Today we have the rare opportunity to celebrate All Souls Day on a Sunday, giving us the opportunity to celebrate this feast together. We reflect on the reality of death and in particular remember our beloved departed. As we celebrate this feast, each of us probably have in mind some of our own family members or friends who have died. When we take time to recall our loved ones who have passed away we experience many emotions. A flood a memories - both happy and painful - can come pouring back. Above all, such an exercise reveals a desire that we all hold deep in our hearts: we all yearn to remain in contact with our loved ones who have passed away. At the same time, it is quite natural to fear that death is the end of the story. The first reading from Lamentations alludes to this fear and feeling of “homelessness”. Some people even claim that after you die there is nothingness, a void. This is nothing new; at the time of Jesus there was a lively debate regarding what happens when we die. With His life, death and Resurrection Jesus settled the question once and for all.


Holger Motzkau 2010, Wikipedia/Wikimedia Commons
Because of Christ, we have a secure trust that we maintain a relationship with those who have died. During His life, Jesus declared that the dead would indeed rise again. He proved this fact with His own Resurrection. Jesus promised that if we serve Him, He will raise us up after we die. We need to remember that we believe in the resurrection of the body. We do not think that we will spend all eternity as disembodied spirits hanging out on a cloud playing the harp (actually you couldn’t without a body, but I digress)! St. Paul explains that at the final judgement our perishable bodies will become imperishable. Our resurrected bodies will be like that of Jesus’ own resurrected body that we read about in the gospels. It will be similar to, yet different from, our current bodies. Eventually, at the last judgement, we will be bodily reunited with our loved ones. We will see then and touch them.


Even before the last day, however, we remain in communion with the dead. Human beings are made up of body and soul. St. Thomas Aquinas explained that the soul is the form - the animating energy or principle - of the body.  John Polkinghorne, a theoretical physicist who also happens to be an Anglican priest, explains that the soul is like the blueprint of our existence. This soul, which informs our bodies now, is remembered by God after our death. After death and before the final judgement and the resurrection of our bodies, our souls continue to exist in a certain expectation of the resurrection of the body. The souls of the dead continue to live, not so much in a different place but in a different way. As we read in the book of Wisdom, “The souls of the just are in the hand of God” (Wisdom 3:1). Later our soul becomes the blueprint from which God will reconstitute us, but at a higher pitch. This higher pitch is our resurrected body we receive when Jesus returns at the last day. Since the souls of our loved ones are with God, remembered by Him, we continue to interact with our beloved dead in a real and lively way.
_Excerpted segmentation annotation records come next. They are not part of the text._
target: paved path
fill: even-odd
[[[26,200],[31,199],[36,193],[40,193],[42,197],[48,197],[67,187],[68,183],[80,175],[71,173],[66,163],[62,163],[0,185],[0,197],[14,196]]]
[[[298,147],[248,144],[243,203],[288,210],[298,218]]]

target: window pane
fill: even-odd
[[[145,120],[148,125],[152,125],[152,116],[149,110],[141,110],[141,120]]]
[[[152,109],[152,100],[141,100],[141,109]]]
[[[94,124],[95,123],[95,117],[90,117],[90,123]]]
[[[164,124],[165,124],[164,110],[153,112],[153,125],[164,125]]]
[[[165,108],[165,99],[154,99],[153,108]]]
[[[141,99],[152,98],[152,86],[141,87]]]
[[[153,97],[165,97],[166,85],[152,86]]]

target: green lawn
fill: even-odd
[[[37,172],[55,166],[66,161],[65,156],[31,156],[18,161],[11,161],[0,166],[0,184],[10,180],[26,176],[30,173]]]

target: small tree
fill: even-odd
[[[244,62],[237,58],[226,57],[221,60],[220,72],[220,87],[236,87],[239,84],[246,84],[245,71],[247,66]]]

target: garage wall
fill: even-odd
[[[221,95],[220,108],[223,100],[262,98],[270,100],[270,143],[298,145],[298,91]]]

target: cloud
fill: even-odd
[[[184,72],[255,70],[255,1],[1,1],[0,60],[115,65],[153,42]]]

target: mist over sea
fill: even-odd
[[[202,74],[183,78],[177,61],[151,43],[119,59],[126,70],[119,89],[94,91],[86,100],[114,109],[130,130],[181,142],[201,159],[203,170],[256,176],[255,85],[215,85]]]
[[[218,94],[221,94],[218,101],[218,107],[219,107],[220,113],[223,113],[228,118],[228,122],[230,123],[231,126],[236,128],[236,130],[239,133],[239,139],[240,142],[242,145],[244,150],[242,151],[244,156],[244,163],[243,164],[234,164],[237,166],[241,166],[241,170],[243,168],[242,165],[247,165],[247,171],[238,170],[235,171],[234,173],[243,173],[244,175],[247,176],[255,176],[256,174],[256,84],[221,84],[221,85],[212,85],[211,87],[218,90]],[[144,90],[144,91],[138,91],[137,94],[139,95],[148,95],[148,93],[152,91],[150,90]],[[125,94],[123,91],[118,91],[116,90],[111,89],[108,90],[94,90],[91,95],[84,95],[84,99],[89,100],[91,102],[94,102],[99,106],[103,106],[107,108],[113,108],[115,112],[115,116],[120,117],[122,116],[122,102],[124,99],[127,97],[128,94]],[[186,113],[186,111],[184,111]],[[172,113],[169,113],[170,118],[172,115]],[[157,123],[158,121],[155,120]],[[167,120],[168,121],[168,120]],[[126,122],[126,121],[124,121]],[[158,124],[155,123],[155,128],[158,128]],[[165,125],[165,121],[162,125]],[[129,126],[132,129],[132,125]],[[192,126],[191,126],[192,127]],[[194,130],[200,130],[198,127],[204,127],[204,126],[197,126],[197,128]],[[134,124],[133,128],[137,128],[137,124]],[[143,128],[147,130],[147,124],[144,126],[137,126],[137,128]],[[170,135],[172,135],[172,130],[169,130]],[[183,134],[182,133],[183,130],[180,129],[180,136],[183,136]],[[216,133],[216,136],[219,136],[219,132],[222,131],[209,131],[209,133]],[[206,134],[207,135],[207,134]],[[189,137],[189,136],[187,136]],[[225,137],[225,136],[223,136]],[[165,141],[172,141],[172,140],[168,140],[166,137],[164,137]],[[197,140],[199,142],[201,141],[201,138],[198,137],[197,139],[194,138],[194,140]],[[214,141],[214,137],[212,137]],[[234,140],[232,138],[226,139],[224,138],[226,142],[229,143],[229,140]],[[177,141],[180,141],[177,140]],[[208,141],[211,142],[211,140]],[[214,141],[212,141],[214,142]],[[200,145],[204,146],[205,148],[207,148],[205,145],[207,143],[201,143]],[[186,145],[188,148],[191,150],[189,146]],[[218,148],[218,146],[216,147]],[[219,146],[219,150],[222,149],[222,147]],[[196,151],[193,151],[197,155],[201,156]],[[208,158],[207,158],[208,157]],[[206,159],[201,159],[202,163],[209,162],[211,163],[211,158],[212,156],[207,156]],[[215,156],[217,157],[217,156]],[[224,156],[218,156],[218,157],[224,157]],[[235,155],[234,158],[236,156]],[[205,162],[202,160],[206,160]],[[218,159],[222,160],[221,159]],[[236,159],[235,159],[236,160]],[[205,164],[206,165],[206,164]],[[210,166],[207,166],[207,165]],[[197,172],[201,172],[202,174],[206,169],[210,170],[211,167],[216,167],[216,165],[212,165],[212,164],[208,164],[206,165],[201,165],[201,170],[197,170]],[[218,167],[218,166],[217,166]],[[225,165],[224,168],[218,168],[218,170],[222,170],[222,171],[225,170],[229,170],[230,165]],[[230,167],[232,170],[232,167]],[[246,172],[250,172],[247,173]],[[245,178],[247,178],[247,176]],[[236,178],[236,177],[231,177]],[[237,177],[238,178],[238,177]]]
Because we maintain communion with our loved ones after they die, we continue to be able to do acts of love and kindness for them. Death does not cease our ability to help our faithful departed. Here, we come upon the sensitive topic of purgatory. After they die, some friends of God are ready to meet Him immediately. Other friends of God need a time of purification before entering His presence. These days there is a tendency to canonize people at their death. Certainly our deceased loved ones had many fine qualities. At the same time, we know they had their defects, they were human after all! The idea of purgatory makes a lot of sense. Imagine that you were in a pitch black room for many hours and then suddenly walk through the door into incredibly bright daylight. It would take some time for your eyes to adjust and you would even feel some pain and discomfort. Being in the presence of God in heaven is like being face to face with the sun. Purgatory, is that time in which you prepare yourself to be in that light. In fact, many, including the poet Dante, argue that those in purgatory decide how long they will stay there. It is like walking out from a dark room into the sun. You decide when it is safe to open your eyes wide. Because we are in communion with those in Purgatory, we can pray for them to help them enter the presence of God as soon as possible.


All Souls day is a day of hope. We remember that because of the Resurrection of Jesus we can be sure that we maintain union with our loved ones when they pass away. Ultimately, we will be reunited body and soul at the resurrection of the dead. Even before then, their souls are with God. Since we are in union with them, we can still show them love. Let us find some way concrete way to show love and kindness to our faithful departed today by praying for them, offering Mass for their soul or visiting a cemetery.